Are there more instances, in the Bible, of people turning into pillars of salt (Gen. 19:26) and does it have a specific meaning?

  • As a matter of fact, there are many references to salt. biblehub.com/topical/s/salt.htm
    – Double U
    Oct 6, 2013 at 18:13
  • @Ano, yes, but, as far as I know, the Lord used flying sulfur to oxidize only Lot's wife, not other people. Oct 6, 2013 at 18:27
  • So, there is actually a significance of the chemical component of Lot's wife?
    – Double U
    Oct 6, 2013 at 19:20
  • @Ano, I think this could be an excellent question: 'Since the Lord used flying sulfur to oxidize Lot's wife, is there a divine significance of the chemical component of her?' Ezekiel said 'ask the Lord, and He will show you the answer'. Oct 6, 2013 at 19:46
  • 3
    I'm voting to close this question as off-topic because it is a verse search question. Sep 25, 2015 at 18:45

1 Answer 1


There are no other instances in the Bible of becoming turned into a pillar of salt. Regarding the meaning of salt there does not seem to be a symbolic correlation of 'salt' with the judgment that lot's wife suffered. In fact salt generally means to preserve, like an antibiotic due to its pure composition and ability for preserving meat from rotting. I suppose if we said she was condemned absolutely or 'purely' we might extend the metaphor but that seems forced.

The fact that she became a solid rock-salt-like figure who must have stood there for sometime does have meaning. She was turned into a memorial of death for all to witness. Even today the region where Sodom and Gomorra was said to be (around the river Jordan and the Dead Sea) is filled with unusual salt levels. Swimmers can even float in the water. This long lasting memorial shows that loving the world and turning our eyes to gaze upon it when we should be fleeing from the 'wrath to come' by turning to Christ through faith, indicates that all unbelieving souls will ultimately be judged in an absolute and severe sense.

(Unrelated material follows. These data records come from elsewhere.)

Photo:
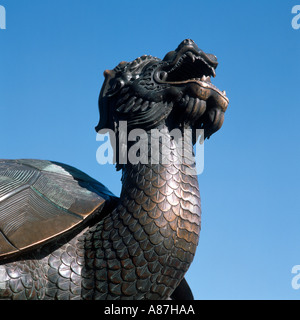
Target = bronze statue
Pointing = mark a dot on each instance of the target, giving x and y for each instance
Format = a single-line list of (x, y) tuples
[(63, 235)]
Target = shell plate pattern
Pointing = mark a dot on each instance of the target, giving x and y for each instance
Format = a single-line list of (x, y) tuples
[(42, 199)]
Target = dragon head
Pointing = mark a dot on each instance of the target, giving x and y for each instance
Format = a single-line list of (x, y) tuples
[(176, 91)]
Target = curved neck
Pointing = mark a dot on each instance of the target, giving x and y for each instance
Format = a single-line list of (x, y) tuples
[(164, 195)]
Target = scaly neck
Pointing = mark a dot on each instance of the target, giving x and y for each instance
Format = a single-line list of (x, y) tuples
[(164, 197)]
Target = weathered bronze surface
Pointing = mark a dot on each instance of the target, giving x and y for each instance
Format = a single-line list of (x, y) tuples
[(63, 235)]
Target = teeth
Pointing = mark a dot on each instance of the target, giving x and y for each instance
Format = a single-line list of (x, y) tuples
[(189, 54), (163, 75)]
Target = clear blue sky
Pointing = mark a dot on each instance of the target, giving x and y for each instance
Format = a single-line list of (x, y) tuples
[(52, 58)]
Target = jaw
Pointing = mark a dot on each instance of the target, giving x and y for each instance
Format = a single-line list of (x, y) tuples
[(190, 69)]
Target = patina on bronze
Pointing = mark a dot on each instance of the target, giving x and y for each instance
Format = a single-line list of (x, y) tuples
[(63, 235)]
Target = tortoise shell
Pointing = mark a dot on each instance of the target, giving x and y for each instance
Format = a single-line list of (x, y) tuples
[(40, 200)]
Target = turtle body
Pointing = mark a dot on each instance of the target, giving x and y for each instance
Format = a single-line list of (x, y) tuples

Maybe the solidity itself has meaning too, beyond its lasting memorial effect. The heart that is wicked is often referred to as 'hard' in the Bible. Hard hearted is a sign of rebellion and wickedness. In this sense not only is she a memorial but it shows that loving the world makes one absolutely hard an insensitive to God and his love. But this is again possibly a slightly forced metaphor. The striking point about the story is its simplicity and avoidance of any further explanation. Maybe that is more to the point. God will judge the sinner and there is nothing complicated about it. No alternate solutions will be found. It will just happen while standing dead in one's tracks.